Sind Hamburger und Pommes wirklich so ungesund?
Übersetzt man „Fast Food" bedeutet es so viel wie „schnelles Essen". Gemeint sind damit Speisen, die verzehrfertig gekauft werden und die man - anders als in Restaurants - direkt nach der Bestellung ausgehändigt bekommt. Unter Fast-Food fallen also nicht nur Hamburger, Döner, Currywurst und Pommes, sondern auch fertig belegte Brötchen oder Kuchenstücke, Asien-Snacks, Salate und Pizza.
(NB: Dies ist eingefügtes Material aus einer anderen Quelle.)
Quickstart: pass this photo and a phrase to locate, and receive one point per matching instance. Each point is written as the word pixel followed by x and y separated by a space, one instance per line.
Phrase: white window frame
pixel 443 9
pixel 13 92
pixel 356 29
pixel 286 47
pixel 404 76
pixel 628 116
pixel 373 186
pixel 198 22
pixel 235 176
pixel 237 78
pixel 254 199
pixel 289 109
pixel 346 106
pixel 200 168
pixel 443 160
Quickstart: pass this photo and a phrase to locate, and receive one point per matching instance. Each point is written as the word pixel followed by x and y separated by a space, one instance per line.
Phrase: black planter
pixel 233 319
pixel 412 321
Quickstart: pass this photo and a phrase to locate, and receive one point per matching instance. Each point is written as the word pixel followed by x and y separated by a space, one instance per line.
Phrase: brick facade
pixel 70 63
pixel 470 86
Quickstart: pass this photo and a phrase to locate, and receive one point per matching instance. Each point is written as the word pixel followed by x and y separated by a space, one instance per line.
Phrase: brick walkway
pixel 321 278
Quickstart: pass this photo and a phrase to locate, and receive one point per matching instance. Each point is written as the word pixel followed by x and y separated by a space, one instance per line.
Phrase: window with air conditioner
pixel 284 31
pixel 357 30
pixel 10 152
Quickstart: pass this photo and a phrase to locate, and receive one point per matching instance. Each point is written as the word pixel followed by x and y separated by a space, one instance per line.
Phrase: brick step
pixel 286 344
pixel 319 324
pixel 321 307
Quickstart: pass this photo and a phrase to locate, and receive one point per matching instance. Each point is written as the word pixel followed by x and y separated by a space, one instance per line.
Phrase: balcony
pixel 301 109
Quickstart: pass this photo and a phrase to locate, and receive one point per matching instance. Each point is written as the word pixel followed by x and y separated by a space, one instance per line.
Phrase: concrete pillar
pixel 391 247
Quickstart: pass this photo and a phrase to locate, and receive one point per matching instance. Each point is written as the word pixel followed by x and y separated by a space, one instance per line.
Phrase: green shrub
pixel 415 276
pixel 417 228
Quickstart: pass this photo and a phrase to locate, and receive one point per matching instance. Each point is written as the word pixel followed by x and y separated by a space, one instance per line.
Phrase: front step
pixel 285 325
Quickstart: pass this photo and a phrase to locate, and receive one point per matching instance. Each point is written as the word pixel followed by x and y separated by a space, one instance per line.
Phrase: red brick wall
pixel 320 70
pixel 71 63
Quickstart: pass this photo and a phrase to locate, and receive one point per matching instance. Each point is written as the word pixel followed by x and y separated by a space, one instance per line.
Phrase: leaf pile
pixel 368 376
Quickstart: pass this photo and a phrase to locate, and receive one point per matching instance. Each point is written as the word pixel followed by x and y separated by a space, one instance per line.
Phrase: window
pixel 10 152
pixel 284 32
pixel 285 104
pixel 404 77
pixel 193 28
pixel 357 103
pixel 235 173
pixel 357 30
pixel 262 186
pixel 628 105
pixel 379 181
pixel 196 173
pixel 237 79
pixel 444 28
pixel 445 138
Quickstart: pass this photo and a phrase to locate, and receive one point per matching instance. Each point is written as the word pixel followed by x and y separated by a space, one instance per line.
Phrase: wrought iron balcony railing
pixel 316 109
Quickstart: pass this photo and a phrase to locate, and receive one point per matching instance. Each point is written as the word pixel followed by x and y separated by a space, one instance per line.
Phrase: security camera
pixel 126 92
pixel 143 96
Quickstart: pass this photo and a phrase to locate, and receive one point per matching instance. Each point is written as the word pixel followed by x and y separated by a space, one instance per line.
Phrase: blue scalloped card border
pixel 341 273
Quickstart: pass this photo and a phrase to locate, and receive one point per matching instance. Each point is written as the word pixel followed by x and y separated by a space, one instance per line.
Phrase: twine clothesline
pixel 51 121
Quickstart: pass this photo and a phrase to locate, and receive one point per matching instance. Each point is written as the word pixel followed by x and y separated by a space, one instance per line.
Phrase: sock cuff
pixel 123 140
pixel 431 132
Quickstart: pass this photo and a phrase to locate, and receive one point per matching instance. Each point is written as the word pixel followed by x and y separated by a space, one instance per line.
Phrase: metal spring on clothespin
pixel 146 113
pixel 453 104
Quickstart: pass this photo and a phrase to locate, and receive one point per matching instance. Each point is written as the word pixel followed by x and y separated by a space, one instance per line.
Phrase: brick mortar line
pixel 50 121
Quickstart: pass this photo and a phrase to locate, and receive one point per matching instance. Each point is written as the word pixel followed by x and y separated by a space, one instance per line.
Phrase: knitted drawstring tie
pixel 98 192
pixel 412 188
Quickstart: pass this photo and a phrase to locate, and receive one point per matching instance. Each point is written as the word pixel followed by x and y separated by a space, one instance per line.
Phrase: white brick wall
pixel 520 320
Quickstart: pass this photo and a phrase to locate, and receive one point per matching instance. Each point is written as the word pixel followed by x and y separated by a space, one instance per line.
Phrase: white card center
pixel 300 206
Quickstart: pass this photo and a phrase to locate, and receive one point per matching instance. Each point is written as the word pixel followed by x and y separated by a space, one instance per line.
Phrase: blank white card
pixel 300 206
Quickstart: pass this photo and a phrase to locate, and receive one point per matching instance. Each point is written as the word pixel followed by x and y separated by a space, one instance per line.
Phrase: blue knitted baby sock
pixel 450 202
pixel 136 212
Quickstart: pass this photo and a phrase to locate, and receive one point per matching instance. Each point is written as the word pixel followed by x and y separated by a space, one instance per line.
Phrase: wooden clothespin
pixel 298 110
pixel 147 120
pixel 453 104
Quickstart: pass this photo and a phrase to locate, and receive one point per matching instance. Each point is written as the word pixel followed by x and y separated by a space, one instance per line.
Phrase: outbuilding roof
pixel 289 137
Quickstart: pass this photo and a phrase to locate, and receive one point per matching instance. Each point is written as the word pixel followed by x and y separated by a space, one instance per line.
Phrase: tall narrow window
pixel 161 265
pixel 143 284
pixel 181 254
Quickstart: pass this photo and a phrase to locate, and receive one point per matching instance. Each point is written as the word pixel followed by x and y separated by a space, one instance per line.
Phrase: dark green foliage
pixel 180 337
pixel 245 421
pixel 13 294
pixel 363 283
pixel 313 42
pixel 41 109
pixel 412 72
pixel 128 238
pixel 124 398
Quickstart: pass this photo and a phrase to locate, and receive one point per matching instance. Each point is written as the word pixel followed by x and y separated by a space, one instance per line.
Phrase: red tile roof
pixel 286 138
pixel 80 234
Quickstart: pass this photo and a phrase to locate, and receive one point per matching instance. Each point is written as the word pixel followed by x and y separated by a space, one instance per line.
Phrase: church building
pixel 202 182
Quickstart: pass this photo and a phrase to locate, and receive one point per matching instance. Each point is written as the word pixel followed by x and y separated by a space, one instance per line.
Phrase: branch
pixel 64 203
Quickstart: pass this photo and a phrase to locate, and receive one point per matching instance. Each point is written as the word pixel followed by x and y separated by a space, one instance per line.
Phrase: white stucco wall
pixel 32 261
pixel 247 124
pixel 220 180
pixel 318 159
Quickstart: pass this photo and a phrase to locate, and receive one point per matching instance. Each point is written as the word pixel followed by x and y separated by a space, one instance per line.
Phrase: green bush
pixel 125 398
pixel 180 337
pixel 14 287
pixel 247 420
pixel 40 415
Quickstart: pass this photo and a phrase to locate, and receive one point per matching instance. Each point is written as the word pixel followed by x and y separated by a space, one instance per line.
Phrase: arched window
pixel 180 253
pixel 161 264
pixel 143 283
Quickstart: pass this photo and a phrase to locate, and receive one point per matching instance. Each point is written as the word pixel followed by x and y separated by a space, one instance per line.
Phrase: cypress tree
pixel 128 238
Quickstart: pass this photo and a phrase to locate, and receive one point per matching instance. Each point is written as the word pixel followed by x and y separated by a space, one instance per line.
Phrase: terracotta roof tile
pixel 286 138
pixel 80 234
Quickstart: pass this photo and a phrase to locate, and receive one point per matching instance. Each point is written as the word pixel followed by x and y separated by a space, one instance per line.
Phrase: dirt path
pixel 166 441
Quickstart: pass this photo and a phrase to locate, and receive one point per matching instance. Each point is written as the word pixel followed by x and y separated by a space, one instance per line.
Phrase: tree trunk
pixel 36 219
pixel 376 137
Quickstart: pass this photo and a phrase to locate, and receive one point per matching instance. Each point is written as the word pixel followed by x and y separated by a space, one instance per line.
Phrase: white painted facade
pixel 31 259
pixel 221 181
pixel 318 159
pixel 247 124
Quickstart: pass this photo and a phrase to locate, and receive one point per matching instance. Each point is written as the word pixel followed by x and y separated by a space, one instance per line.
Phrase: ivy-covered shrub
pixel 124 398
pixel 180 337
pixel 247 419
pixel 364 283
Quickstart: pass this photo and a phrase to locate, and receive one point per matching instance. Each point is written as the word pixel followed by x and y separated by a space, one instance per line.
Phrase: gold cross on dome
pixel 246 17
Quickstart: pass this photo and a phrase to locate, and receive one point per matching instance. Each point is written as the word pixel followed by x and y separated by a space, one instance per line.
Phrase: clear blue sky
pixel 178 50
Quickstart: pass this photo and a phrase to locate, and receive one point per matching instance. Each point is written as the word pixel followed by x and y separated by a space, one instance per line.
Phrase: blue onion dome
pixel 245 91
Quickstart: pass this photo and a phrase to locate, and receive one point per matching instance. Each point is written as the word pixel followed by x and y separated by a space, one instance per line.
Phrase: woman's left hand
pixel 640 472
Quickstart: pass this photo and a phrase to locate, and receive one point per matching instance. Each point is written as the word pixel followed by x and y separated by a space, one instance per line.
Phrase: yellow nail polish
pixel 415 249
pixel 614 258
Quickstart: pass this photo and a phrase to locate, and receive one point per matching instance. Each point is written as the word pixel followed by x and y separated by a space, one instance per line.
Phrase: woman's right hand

Die Produkte sind sehr unterschiedlich. Daher kann man sie nicht pauschal bewerten.

Für viele der typischen Fast-Food-Mahlzeiten gilt aber, dass sie viel Fett liefern und dadurch sehr kalorienreich sind. Superfett ist zum Beispiel die Kombination von Wurst und Pommes. Die solltest du dir nicht zu häufig gönnen. Aber auch in XXL-Menüs, Doppel-Burgern und Pizza sind erstaunliche Kalorienmengen versteckt.
Oft enthalten Fast-Food-Mahlzeiten kein oder kaum Gemüse - die paar Gurkenscheiben oder das Salatblatt im Burger zählen nicht. Dadurch fehlen wichtige Vitamine und Mineralstoffe.
Du kannst die Gerichte aber aufpeppen, indem du einen Salat dazu bestellst (statt Pommes?!) oder einen Fruchtsaft.
Viele Fast-Food-Gerichte liefern Kalorien wie eine Hauptmahlzeit. Auch zum Beispiel der Döner, der immerhin schon eine ordentliche Menge Rohkost enthält. Täusch dich nicht: im Döner ist ziemlich viel nicht gerade fettarmes Fleisch versteckt – zu viel für eine Zwischenmahlzeit. Für zwischendurch sind aber belegte Brötchen, einfache Hamburger oder Salate nicht schlecht.
Also: Lass dir deinen Burger ruhig ab und zu schmecken – ernähr dich aber nicht nur davon.